Фиби голодала уже двенадцать часов шестнадцать минут и двадцать четыре секунды. Проделав эти вычисления, она поняла, что должна как можно быстрее утолить голод, иначе
Кошка по-прежнему спала у Фиби на коленях. За время, что они провели вместе, Фиби много узнала о животном. Она не ошиблась: это действительно была кошка, а не кот. Узнала Фиби и о кошачьих предпочтениях. Кошке нравилось, когда ее слегка дергали за хвост, а вот прикосновение к лапам совсем не нравилось.
К тому же кошка не настолько доверяла Фиби, чтобы разрешить погладить себя по брюху. Едва Фиби попыталась, кошка ее тут же оцарапала. Правда, царапины исчезли почти сразу, не оставив и следа.

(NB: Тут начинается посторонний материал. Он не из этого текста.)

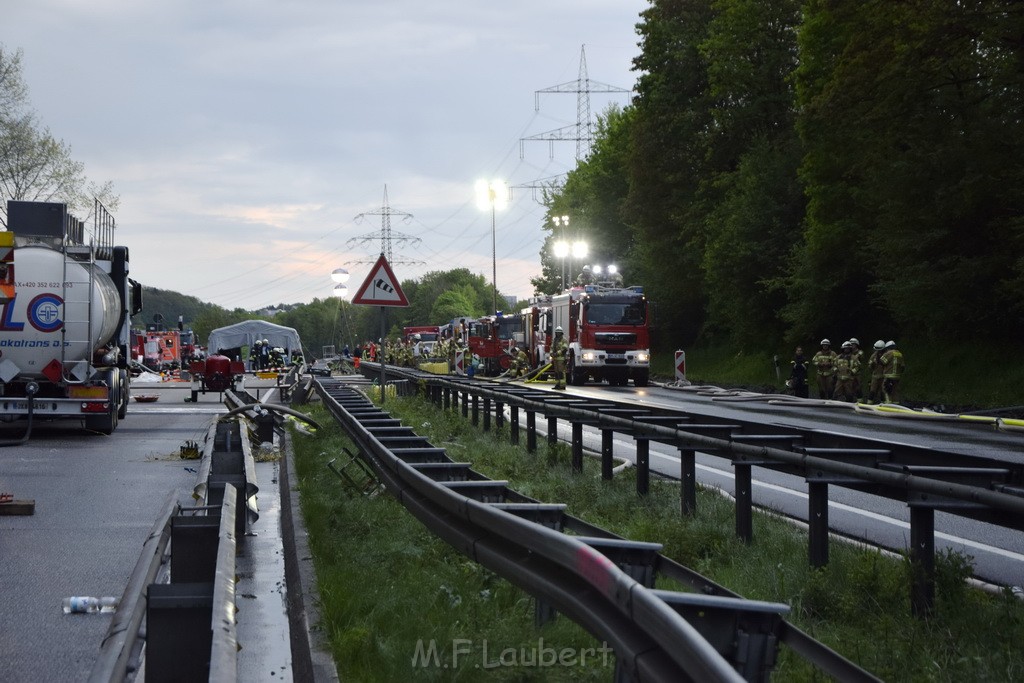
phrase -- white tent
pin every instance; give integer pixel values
(247, 332)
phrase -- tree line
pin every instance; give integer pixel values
(36, 166)
(794, 169)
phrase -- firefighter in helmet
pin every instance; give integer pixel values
(558, 351)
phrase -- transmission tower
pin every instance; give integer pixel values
(386, 236)
(583, 131)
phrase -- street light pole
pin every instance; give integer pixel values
(561, 247)
(494, 254)
(493, 195)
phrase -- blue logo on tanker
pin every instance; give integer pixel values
(44, 312)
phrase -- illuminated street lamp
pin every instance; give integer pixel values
(561, 247)
(340, 275)
(493, 195)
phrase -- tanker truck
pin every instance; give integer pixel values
(66, 323)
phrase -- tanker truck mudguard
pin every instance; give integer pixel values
(66, 318)
(607, 330)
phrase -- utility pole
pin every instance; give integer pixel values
(386, 236)
(583, 131)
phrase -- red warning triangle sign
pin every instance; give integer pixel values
(381, 288)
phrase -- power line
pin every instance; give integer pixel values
(386, 236)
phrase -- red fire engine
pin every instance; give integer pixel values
(607, 330)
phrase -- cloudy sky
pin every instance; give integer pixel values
(247, 137)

Пальцы Фиби продолжали равномерно поглаживать кошачью шерсть. Фиби надеялась увидеть новые признаки уступчивости, дружбы. Разрешения.
Но звуки бьющегося кошачьего сердца диссонировали с пустотой в кровеносных сосудах Фиби, и этот диссонанс нарастал, становясь невыносимым. Получалось нечто вроде песни подавленного желания.
Кровь. Жизнь.
Кровь. Жизнь.
Кошачье тело было наполнено этой пульсирующей песней, где сердце задавало ритм. В отчаянии Фиби до крови прикусила губу, но рана тут же затянулась. Весь последний час Фиби постоянно кусала губы, ощущая соленый привкус, зная, что это не утолит ее голод, но остановиться не могла.
Соблазнительный запах заставил кошку приоткрыть глаза, ее розовый нос затрепетал. Однако, поняв, что рядом нет ни рыбы, ни куска мяса, она вновь уснула.
Фиби еще сильнее прокусила губу. Рот наполнился вкусом соли; приятным, но лишенным питательных веществ. Это было прелюдией к кормлению, и не более того. От мыслей о еде появилась слюна.
И вновь кошка подняла голову, уставив зеленые глаза на Фиби.
– Хочешь попробовать?
Фиби провела пальцем по губе, выдавив капельку крови. Кожа тут же затянулась, а кровь на пальце потемнела, став темно-фиолетовой. Не дожидаясь, пока капелька почернеет и высохнет, Фиби поднесла палец кошке.
Розовый язычок любопытной кисы облизал палец Фиби. Шершавость кошачьего языка заставила Фиби вздрогнуть от голода и томительного ожидания.
А затем произошло нечто чрезвычайное.
Кошка медленно закрыла глаза и убрала язык, оставив только кончик.
Фиби потрогала этот кончик, но кошка даже не шевельнулась. Тогда Фиби осторожно провела пальцами по кошачьему брюху. И снова никакой реакции.
– Боже, я убила ее! – прошептала Фиби.
Фиби снова трогала кошачий язык, пытаясь разбудить кошку. Ее охватила паника. В ближайшие часы, а то и дни, никто не явится ей на помощь. Мириам, женщина, которую Фиби выбрала себе в создательницы, позаботилась об этом. Фиби будет сидеть с мертвой кошкой на коленях, пока не потеряет сознание от голода. Пить кровь мертвого животного она не посмеет. Вампирская этика относилась к этому еще с б'oльшим отвращением, чем к некрофилии.